HCC rates after interferon-free HCV treatment linked to baseline risk factors
Recently published data suggest that higher hepatocellular carcinoma incidence after sustained virologic response with interferon-free hepatitis C treatment correlates to patient baseline risk factors, such as age, Child-Turcotte Pugh score and prior treatment, rather than IFN-free therapy.
“Recent studies from Europe have warned that the risk of HCC occurrence in cirrhotic individuals may be higher after attaining an IFN-free hepatitis C cure versus an IFN-containing cure,” Hamish Innes, MD, from the Glasgow Caledonian University, and colleagues wrote. “Although this finding could have major implications for the treatment of HCV, the studies on which it was predicated did not carry out multivariate adjustment for confounding factors, and involved small sample sizes only.”
While there are competing theories to explain these results, the researchers focused on the hypothesis that patients treated with IFN-free therapy may have greater preexisting risk factors for HCC compared with patients treated with IFN-containing regimens.
The researchers gathered data on 857 patients from the Scottish HCV clinical database who attained SVR between Jan. 1, 1997, and Apr. 1, 2016, and had a diagnosis of liver cirrhosis prior to therapy.
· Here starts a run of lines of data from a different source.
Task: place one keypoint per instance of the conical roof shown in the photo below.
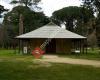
(50, 30)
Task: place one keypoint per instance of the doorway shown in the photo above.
(51, 47)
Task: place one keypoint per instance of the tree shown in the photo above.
(26, 2)
(31, 21)
(2, 9)
(95, 6)
(72, 16)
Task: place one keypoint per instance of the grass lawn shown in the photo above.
(92, 55)
(22, 67)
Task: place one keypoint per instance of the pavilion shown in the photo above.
(62, 40)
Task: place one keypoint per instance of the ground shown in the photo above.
(25, 67)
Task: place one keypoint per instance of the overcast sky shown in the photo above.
(48, 6)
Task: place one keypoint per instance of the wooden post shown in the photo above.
(20, 31)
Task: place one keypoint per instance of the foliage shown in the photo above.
(31, 21)
(2, 9)
(26, 2)
(94, 5)
(72, 16)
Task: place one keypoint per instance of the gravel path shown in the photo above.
(56, 59)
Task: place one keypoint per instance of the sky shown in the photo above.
(48, 6)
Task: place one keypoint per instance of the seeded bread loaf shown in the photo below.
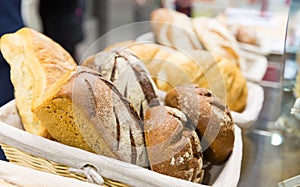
(173, 147)
(37, 65)
(211, 118)
(129, 75)
(90, 113)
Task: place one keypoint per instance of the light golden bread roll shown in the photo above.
(216, 38)
(210, 116)
(173, 147)
(37, 65)
(173, 29)
(129, 75)
(90, 113)
(170, 68)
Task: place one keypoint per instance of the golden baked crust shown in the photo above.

They excluded patients with hepatitis B or HIV coinfection or a diagnosis of HCC prior to treatment.
Patients who received IFN-free therapy (31.7%) were more likely to be older (52.1 vs. 48.1 years; P < .001), white (96% vs. 90.6%; P = .006), have Child-Turcotte-Pugh score B or C (30.4% vs. 9.5%; P < .001), have thrombocytopenia (39.3% vs. 22.1%; P < .001), have a genotype other than genotype 3 (72.8% vs. 35.7%; P < .001), and have been treated for HCV two or more times previously (16.9% vs. 6.7%; P < .001).
Over a median of 1.7 years, 12 patients treated with IFN-containing regimens experienced incident HCC with an event rate of 1.26 per 100 person-years. Thirty-four patients treated with IFN-free regimens experienced incident HCC over a median of 3.5 years with an event rate of 2.53 per 100 person-years. Most cases of HCC comprised a single nodule (61%).
On univariate analysis, the researchers found that patients treated with IFN-free regimens had a significantly higher risk for HCC (HR = 2.48; 95% CI, 1.14-5.37).
Other factors associated with increased HCC risk included age 50 years to 59 years (HR = 2.75; 95% CI, 1.4-5.41) or age 60 years or older (HR = 3.31; 95% CI, 1.37-8.02) compared with 40 years to 49 years; Child-Turcotte-Pugh score B or C (HR = 5.24; 95% CI, 2.63-10.46) compared with A; thrombocytopenia (HR = 3.96; 95% CI, 2.14-7.3); and two or more prior HCV treatments (HR = 3.52; 95% CI, 1.56-7.95).
However, the correlation between IFN-free regimens and an increased risk for HCC was attenuated after multivariate adjustment (HR = 1.15; 95% CI, 0.49-2.71), due particularly to pre-treatment platelet count and Child-Turcotte-Pugh score.
Otherwise, the factors associated with increased risk for HCC remained similar to the univariate analysis for all patients: age 50 years to 59 years (HR = 2.68; 95% CI, 1.33-5.37) or age 60 years or older (HR = 3.62; 95% CI, 1.41-9.3) compared with 40 years to 49 years; Child-Turcotte-Pugh B or C (HR = 2.58; 95% CI, 1.16;5.76); thrombocytopenia (HR = 2.68; 95% CI, 1.32-5.45); and two or more prior HCV treatments (HR = 2.52; 95% CI, 1.04-6.13).
“A major finding from this study therefore, is that upon adjusting for these differences ... the elevated risk of HCC associated with IFN-free regimens was almost entirely attenuated,” Innes and colleagues concluded. “This would tend to indicate that the higher risk of HCC occurrence among individuals receiving IFN-free therapy is a reflection of the shifting patient case mix, as opposed to the pharmacodynamics of IFN-free therapy or any other direct or indirect consequence of IFN-free therapy itself.”
Disclosure: The authors report no relevant financial disclosures.